In a press conference on Tuesday, the chairman of China’s Advisory Committee on Climate Change, He Jiankun, announced that China will for the first time set a cap on its carbon dioxide (CO2) emissions.
As Reuters points out, there’s still a lot of uncertainty regarding the announcement. We don’t know how high the cap will be; details of the next five-year plan won’t be worked out until next year, and will take effect in 2016. He Jiankun also implied that the cap will be future-oriented, saying that China’s emission rates will continue to grow until an expected peak in 2030.
Despite these unknowns, the announcement from China is potentially a game-changer in the global fight against climate change. China had never before been willing to agree to a concrete cap on emissions, preferring instead to lower its “emissions intensity” (the ratio of emissions rate to GDP). However, given China’s rapid GDP growth, China’s reductions in emissions intensity equated to massive increases in absolute terms. As Georgetown environmental researcher Joanna Lewis pointed out, China’s promise to reduce carbon intensity to 46 percent of 2005 levels by 2020 would result in a 73 percent increase in the actual amount of emissions over the same period.
China’s refusal to consider an absolute cap on emissions was a major contributing factor to the failure of the 2009 UN climate change summit in Copenhagen. The announcement that China is now embracing such a cap of its own accord will provide a boost to the 2014 climate change conference in Bonn, Germany, which is set to open tomorrow.
Indeed, to many analysts the most exciting thing about the announcement is its timing. China announced an eventual emissions cap just before the UN climate change conference, and just after U.S. President Obama revealed his own ambitious environmental agenda. To many, this suggests a level of coordination and cooperation between the U.S. and China on the global climate change effort that has not existed before. As the two largest emitters of greenhouse gases in the world, U.S. and Chinese commitment to the issues is crucial — but has been missing from previous international discussions.

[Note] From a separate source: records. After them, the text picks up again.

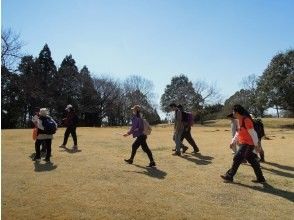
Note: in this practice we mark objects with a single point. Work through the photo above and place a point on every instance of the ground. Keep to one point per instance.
(96, 183)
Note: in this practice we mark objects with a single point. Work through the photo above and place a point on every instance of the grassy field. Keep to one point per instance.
(95, 183)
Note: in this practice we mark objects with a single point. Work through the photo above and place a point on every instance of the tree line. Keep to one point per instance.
(37, 82)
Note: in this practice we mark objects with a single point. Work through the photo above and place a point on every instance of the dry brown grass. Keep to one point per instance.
(96, 183)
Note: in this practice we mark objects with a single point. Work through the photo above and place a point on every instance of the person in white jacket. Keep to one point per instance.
(248, 146)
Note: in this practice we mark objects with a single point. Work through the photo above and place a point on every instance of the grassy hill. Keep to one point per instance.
(95, 182)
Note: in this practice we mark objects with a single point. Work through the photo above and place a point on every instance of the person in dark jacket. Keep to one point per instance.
(70, 122)
(137, 130)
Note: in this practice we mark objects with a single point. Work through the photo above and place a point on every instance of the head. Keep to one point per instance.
(44, 112)
(136, 110)
(69, 108)
(173, 106)
(239, 111)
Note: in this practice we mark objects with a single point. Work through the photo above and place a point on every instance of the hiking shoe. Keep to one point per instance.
(258, 181)
(185, 148)
(36, 158)
(227, 178)
(151, 164)
(129, 161)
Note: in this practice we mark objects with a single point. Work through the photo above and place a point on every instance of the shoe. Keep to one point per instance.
(227, 178)
(185, 148)
(36, 158)
(177, 154)
(47, 160)
(151, 164)
(258, 181)
(129, 161)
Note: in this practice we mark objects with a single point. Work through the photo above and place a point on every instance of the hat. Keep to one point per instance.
(68, 107)
(44, 112)
(136, 107)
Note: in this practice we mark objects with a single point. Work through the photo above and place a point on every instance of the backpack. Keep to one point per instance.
(258, 127)
(49, 125)
(147, 128)
(188, 118)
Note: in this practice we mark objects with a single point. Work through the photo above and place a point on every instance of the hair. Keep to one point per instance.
(173, 105)
(241, 110)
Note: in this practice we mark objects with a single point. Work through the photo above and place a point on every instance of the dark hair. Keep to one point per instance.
(173, 105)
(241, 110)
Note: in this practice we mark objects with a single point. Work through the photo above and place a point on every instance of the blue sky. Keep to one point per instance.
(219, 41)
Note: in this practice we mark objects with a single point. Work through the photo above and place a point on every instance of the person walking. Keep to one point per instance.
(234, 130)
(187, 133)
(70, 122)
(137, 130)
(178, 129)
(248, 142)
(43, 136)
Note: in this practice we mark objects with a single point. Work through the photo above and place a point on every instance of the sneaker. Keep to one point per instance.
(151, 164)
(185, 148)
(176, 154)
(36, 158)
(258, 181)
(129, 161)
(227, 178)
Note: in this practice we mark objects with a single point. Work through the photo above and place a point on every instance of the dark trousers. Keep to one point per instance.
(246, 152)
(187, 135)
(141, 141)
(47, 144)
(72, 131)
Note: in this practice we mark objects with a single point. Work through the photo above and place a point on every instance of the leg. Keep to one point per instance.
(66, 134)
(48, 143)
(145, 147)
(190, 140)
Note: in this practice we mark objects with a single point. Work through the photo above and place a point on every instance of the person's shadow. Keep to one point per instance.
(151, 171)
(69, 150)
(267, 188)
(40, 167)
(198, 158)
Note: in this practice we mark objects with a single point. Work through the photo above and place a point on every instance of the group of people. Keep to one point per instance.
(44, 137)
(244, 135)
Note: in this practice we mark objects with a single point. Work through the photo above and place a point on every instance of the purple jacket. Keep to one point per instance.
(137, 127)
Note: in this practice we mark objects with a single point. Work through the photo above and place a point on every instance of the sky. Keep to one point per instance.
(217, 41)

Now, that appears to have changed. At the end of May, I pointed out that the U.S. and China were both renewing their domestic efforts to fight climate change, setting the stage for the possibility of U.S.-China cooperation on the next international climate change agreement. The unveiling of two separate domestic initiatives so close together suggests either close cooperation or a sense of competition. Either would be good for the global effort — a U.S.-China race for perceived global leadership on this issue could motivate both to act more decisively than they would otherwise.